Part of what I have no clue of is this: The sample size for X is X_total = (20, 50, 100, 200, 500 and 1000). IS implies a single value to me. My guess is that in SAS you either create multiple data sets by changing the upper limit of i in the examples OR create one data set with 1000 records and then filter the data set for use by using a Where statement to restrict which records are used for a given purpose. A third approach could be to use a format on the I variable.

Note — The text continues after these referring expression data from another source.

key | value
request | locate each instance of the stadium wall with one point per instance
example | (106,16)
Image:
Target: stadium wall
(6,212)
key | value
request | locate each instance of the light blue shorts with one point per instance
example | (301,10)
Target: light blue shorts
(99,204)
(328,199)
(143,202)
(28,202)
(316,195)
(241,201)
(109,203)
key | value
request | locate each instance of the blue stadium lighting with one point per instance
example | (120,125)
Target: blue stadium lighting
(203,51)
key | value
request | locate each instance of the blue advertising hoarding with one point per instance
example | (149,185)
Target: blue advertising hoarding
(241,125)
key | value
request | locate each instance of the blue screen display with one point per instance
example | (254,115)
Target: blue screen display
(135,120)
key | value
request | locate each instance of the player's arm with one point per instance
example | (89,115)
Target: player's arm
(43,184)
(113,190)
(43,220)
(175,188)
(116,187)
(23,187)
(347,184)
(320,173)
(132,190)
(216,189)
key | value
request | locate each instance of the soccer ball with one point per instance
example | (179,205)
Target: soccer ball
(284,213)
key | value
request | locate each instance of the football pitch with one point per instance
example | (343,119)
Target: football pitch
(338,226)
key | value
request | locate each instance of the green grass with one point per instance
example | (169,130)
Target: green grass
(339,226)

data example; do i= 1 to 1000; y= rand('table',.2,.9)-1; x= rand('table',0.6, 0.2, 0.15, 0.05) ; output; end; run; Proc format; value myx 1='w' 2,3='bh' 4='s' ; value i_20_ 1 - 20 = 'first 20' other='More than 20' ; value yn 0='N' 1='Y' ; run; proc freq data=example; by i; table x*y /chisq; format i i_20_. x myx. y yn.; run; /* or */ Proc freq data=example; where i le 20; table x*y /chisq; format i i_20_. x myx. y yn.; run;
- Mark as New
- Bookmark
- Subscribe
- Mute
- RSS Feed
- Permalink
- Report Inappropriate Content
If you want to simulate two independent discrete variables (uncorrelated), you can use the RAND function and the "Table" distribution. See
https://blogs.sas.com/content/iml/2011/07/13/simulate-categorical-data-in-sas.html
That article has a macro variable
%let NSim = 10000; /* sample size. 20, 50, 100, 200, 500 and 1000 */
that determines the sample size.
I don't understand the rest of your questions. Since you are "familiar with R," you can post your R program and maybe that will help us understand what analysis you are attempting.